Matt Dunn with strong Doomben hand

Matt Dunn’s gamble on the yearling market will again be highlighted if one of his two or three-year-old rising stars can complete a great season for the trainer at Doomben.

Dunn has Eat My Trust in Saturday’s Smirnoff 3YO Handicap, Saxton Rock in the QTIS 2 and 3YO Plate, and Snitz in the QTIS 2YO.

Dunn returned from a European holiday last week to watch three-year-old Care To Think win at Doomben.

“He is coming good and you haven’t seen the best of him yet. And it would also be good to finish the season with another win by one of the younger horses,” Dunn said.

“Eat My Trust is only a little bloke but he has done a good job winning three races and picking up good QTIS bonus money.

“Saxton Rock is a two-year-old who you would think on breeding would be a short-course horse but he looks like he wants further like the 1600 metres on Saturday.”

“Snitz ran well last time he was in and he has won a trial at Ballina recently.”

Dunn looks set to pass 100 winners for the season for the second time.

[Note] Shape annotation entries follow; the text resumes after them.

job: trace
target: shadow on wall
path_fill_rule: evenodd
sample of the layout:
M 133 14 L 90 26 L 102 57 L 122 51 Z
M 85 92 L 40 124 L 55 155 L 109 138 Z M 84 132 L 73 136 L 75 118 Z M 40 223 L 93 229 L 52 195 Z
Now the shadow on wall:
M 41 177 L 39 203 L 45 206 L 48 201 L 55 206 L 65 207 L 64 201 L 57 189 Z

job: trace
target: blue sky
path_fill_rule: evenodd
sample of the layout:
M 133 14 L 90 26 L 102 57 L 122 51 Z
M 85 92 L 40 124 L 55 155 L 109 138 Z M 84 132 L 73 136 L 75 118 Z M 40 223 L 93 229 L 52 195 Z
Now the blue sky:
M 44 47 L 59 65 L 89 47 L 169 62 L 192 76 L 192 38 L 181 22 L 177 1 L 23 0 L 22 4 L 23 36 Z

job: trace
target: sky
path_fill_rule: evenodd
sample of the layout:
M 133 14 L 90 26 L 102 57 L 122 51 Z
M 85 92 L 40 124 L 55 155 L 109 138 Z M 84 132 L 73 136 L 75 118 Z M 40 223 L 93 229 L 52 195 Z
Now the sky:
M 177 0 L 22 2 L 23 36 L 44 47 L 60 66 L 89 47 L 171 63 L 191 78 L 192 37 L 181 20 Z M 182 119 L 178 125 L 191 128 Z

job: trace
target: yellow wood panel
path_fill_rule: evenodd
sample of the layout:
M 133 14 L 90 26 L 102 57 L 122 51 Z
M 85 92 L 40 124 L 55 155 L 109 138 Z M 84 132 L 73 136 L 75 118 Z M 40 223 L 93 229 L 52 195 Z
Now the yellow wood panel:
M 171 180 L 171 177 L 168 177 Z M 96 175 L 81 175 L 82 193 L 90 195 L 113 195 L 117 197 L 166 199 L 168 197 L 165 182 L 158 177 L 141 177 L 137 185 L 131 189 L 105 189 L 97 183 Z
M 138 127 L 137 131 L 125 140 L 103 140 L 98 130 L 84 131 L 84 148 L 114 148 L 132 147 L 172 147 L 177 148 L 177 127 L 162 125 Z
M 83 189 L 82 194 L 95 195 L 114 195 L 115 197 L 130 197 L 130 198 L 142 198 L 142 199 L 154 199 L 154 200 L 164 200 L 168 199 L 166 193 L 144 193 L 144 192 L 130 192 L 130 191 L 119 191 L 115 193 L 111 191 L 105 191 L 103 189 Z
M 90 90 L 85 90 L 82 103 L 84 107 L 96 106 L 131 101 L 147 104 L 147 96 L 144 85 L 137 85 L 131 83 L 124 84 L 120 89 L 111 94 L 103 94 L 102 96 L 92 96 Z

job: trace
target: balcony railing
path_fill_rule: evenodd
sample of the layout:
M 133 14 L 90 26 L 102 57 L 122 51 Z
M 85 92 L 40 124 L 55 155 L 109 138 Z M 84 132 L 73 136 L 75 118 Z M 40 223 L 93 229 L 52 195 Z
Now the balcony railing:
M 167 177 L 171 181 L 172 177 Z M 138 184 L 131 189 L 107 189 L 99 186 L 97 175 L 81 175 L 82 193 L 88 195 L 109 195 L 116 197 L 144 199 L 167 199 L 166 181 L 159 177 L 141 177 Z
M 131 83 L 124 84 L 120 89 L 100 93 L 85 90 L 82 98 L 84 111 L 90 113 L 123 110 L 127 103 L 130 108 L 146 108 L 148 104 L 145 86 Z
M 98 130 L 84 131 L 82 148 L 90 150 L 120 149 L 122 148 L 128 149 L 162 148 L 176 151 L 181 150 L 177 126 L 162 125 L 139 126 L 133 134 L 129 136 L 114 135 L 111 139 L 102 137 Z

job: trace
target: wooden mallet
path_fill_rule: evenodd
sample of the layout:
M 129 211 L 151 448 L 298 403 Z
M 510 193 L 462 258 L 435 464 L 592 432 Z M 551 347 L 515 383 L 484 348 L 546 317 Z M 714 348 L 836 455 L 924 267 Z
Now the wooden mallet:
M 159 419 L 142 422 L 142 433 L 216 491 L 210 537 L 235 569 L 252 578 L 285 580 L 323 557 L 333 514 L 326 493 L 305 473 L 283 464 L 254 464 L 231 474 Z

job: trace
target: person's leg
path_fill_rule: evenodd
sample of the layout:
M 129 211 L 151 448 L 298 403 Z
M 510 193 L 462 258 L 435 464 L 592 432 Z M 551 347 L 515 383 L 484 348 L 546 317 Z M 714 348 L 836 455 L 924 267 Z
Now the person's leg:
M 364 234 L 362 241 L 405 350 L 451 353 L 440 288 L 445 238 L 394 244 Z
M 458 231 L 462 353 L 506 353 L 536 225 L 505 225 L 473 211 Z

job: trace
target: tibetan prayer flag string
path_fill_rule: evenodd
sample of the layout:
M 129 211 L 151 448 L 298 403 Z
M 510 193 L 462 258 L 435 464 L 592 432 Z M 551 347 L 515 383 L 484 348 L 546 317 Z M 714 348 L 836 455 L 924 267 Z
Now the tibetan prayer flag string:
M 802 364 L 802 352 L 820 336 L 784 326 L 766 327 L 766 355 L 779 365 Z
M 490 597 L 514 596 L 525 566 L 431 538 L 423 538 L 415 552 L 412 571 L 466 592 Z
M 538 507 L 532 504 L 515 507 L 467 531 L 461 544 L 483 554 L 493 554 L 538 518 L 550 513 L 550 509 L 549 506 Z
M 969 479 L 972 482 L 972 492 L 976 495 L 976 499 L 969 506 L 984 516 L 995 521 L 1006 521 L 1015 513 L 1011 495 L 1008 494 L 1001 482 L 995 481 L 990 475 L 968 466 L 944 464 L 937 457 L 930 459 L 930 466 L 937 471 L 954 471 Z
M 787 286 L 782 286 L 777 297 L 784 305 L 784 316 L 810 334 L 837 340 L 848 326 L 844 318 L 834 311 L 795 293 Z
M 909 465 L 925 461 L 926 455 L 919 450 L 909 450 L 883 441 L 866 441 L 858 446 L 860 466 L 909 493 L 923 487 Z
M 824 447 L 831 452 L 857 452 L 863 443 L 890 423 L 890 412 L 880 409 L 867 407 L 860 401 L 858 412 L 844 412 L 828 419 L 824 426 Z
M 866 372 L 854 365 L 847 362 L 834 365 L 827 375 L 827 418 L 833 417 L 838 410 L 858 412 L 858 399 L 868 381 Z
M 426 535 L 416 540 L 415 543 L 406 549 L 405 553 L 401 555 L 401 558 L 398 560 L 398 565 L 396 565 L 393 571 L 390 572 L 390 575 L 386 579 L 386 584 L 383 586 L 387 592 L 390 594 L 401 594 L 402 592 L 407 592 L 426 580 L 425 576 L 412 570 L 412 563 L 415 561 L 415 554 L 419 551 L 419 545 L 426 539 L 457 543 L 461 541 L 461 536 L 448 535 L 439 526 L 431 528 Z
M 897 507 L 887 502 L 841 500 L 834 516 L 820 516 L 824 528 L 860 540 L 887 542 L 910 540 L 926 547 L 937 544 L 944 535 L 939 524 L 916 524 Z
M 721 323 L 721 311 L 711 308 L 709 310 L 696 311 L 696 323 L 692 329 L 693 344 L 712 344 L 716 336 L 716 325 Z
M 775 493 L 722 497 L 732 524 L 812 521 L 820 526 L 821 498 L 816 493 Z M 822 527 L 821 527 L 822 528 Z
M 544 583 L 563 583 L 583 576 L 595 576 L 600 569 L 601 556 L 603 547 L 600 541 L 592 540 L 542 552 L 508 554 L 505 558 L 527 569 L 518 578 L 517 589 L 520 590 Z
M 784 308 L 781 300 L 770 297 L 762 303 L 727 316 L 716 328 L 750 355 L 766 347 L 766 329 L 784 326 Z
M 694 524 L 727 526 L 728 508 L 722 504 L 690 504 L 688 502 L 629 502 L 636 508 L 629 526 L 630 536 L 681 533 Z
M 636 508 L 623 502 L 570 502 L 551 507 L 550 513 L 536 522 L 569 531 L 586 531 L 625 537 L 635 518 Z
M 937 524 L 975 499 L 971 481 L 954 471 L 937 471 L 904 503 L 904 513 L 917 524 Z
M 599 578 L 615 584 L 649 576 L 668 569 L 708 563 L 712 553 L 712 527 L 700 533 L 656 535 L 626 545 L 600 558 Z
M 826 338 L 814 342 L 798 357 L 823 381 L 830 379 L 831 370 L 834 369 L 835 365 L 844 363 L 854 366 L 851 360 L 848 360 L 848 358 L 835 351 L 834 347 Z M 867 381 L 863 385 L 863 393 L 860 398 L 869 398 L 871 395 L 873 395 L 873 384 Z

“We had 103 winners two seasons ago and it is not easy to do. You are talking about two winners a week but thanks to hard work from my wife, Keira, and my staff it has been another good year,” Dunn said.

His effort is all the more remarkable because his Murwillumbah stables were flooded earlier this year.

“We were a lot luckier than a lot of people including some of my staff who were really hit hard. But we were able to clean up and get on with things,” Dunn said.

He credits a lot of his success to two major factors – having Keira as his travelling foreman and the work of bloodstock agent Neil Jenkinson.

“To have Keira to be a be able to travel to Sydney with the horses has been a big plus. The work she has done down there has been tremendous and it has led to us getting more horses,” Dunn said.

Several years ago the Dunns decided to change the way they sourced their horses.

“Instead of just taking what we were offered we went out and bought the horses we wanted to race. It is a gamble and people always get left with shares in some horses,” Dunn said.

“But Neil is very highly regarded and he has proved more than his worth in helping us get the right horses from yearling sales.”

Dunn has 53 yearlings about to turn two on his books for next season.